2.  **Error Correction:** Each new tree learns from the **"residuals"** (errors) of the previous tree.

### Key Libraries (The Big Three)
* **XGBoost:** Famous for performance and speed; the industry standard for competitions.
* **LightGBM:** Developed by Microsoft; faster and uses less memory, great for huge datasets.
* **CatBoost:** Developed by Yandex; handles categorical data (text labels) exceptionally well without extensive preprocessing.

---

### Common Pitfalls and Solutions

#### 1. Overfitting
**Symptoms:**
* Training error keeps decreasing while validation error increases.
* Model becomes too complex.

**Solutions:**
* Use smaller `learning_rate` with more `n_estimators`.
* Apply stronger regularization (`max_depth`, `min_samples_split`).
* Use `subsample < 1.0` (Stochastic Gradient Boosting).
* Implement **Early Stopping**.

#### 2. Underfitting
**Symptoms:**
* Both training and validation errors are high.
* Model is too simple.

**Solutions:**
* Increase `max_depth`.
* Increase `n_estimators`.
* Increase `learning_rate` (with caution).
* Reduce regularization parameters.

#### 3. Computational Efficiency
**Optimizations:**
* Use **histogram-based boosting** (like LightGBM) for large datasets.
* Reduce `n_estimators` while increasing `learning_rate`.
* Use `max_features` to limit feature consideration at each split.

---

### Best Practices
* **Start Simple:** Begin with default parameters and iterate.
* **Feature Scaling:** Gradient Boosting is generally robust to feature scales, but normalization can help convergence.
* **Handle Missing Values:** Many implementations (like XGBoost) can handle `NaN`s naturally.
* **Monitor Learning:** Use validation curves to detect overfitting early.
* **Ensemble Diversity:** Consider blending with other models for maximum performance.

# Gradient Boosting: Classifier vs.

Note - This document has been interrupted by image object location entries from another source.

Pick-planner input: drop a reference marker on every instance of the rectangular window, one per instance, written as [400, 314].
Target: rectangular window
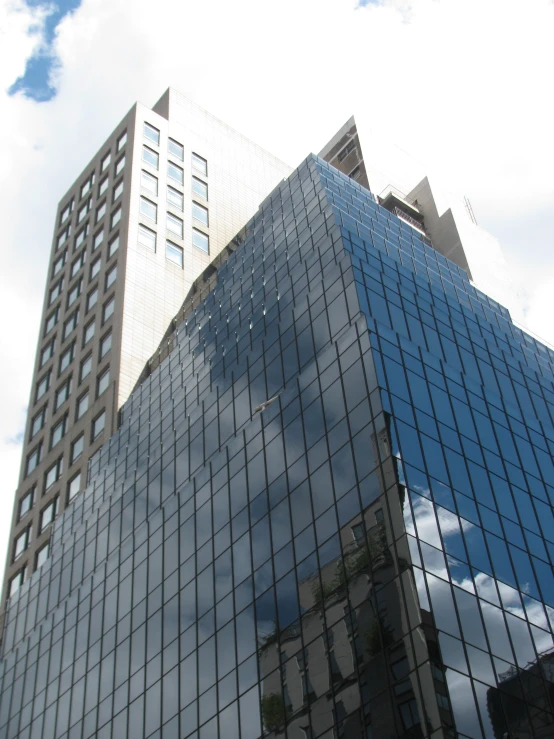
[33, 459]
[150, 157]
[98, 425]
[149, 209]
[26, 503]
[200, 240]
[102, 383]
[70, 325]
[199, 188]
[147, 237]
[175, 225]
[111, 277]
[149, 182]
[38, 422]
[88, 333]
[86, 366]
[113, 247]
[199, 213]
[105, 344]
[174, 253]
[176, 149]
[175, 172]
[77, 448]
[62, 394]
[53, 474]
[151, 133]
[200, 164]
[74, 486]
[175, 198]
[82, 405]
[116, 217]
[108, 310]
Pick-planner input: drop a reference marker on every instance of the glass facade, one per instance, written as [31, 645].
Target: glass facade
[327, 512]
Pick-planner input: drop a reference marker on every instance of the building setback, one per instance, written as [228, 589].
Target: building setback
[327, 511]
[166, 192]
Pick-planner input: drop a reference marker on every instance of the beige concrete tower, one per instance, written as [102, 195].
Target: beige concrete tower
[167, 191]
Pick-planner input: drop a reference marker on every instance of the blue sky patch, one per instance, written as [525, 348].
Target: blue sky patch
[35, 82]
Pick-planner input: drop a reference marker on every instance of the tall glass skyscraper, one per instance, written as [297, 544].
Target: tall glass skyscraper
[326, 512]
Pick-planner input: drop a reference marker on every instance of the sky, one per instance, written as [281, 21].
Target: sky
[461, 85]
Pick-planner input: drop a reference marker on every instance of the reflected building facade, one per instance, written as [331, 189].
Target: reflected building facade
[326, 511]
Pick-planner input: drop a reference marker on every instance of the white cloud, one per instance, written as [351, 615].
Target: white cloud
[461, 84]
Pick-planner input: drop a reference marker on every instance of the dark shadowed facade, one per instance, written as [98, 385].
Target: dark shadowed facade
[326, 512]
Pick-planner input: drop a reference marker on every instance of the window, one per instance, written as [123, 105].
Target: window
[149, 182]
[48, 514]
[175, 198]
[98, 239]
[66, 212]
[82, 405]
[86, 366]
[77, 264]
[117, 190]
[92, 298]
[108, 310]
[116, 217]
[88, 333]
[98, 425]
[51, 321]
[70, 324]
[151, 133]
[101, 211]
[62, 394]
[147, 237]
[42, 555]
[200, 164]
[37, 423]
[103, 383]
[174, 253]
[21, 543]
[175, 225]
[74, 293]
[199, 213]
[200, 240]
[103, 186]
[150, 157]
[111, 277]
[17, 581]
[58, 264]
[33, 458]
[74, 486]
[43, 385]
[113, 247]
[199, 188]
[55, 292]
[176, 149]
[77, 448]
[105, 345]
[175, 172]
[53, 474]
[58, 432]
[149, 209]
[26, 503]
[95, 268]
[47, 352]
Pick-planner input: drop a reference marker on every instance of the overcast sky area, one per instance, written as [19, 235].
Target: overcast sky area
[462, 85]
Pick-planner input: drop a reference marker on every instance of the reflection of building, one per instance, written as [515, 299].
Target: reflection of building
[325, 512]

Regressor

### 1. Gradient Boosting Classifier
**Use this when:** Your target variable is **Categorical** (classes/labels).

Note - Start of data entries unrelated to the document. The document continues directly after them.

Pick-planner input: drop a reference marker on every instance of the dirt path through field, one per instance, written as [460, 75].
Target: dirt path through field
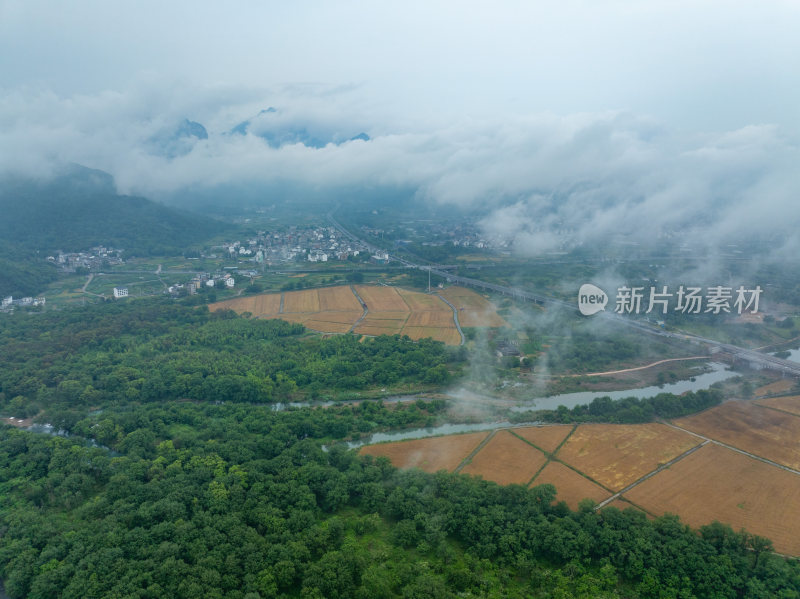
[651, 474]
[363, 305]
[455, 318]
[472, 454]
[732, 448]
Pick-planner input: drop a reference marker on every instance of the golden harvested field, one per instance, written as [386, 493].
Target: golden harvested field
[546, 437]
[751, 427]
[326, 326]
[446, 335]
[715, 483]
[382, 299]
[432, 454]
[474, 310]
[258, 305]
[292, 317]
[366, 328]
[432, 318]
[787, 404]
[616, 455]
[505, 460]
[781, 386]
[422, 301]
[306, 300]
[338, 299]
[570, 486]
[337, 317]
[391, 310]
[622, 505]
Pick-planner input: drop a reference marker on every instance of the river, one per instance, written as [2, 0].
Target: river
[702, 381]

* **Goal:** Predict the probability of a sample belonging to a class.
* **Loss Function:** Log Loss (Deviance) or Exponential Loss.
* **Output:** Probability scores (which are then thresholded to get a class label).
* **Python Class:** `sklearn.ensemble.GradientBoostingClassifier` or `XGBClassifier`.

**Example:**
* Will a user click on this ad? (Yes/No)
* Is this transaction fraudulent? (Fraud/Not Fraud)

### 2. Gradient Boosting Regressor
**Use this when:** Your target variable is **Continuous** (numerical values).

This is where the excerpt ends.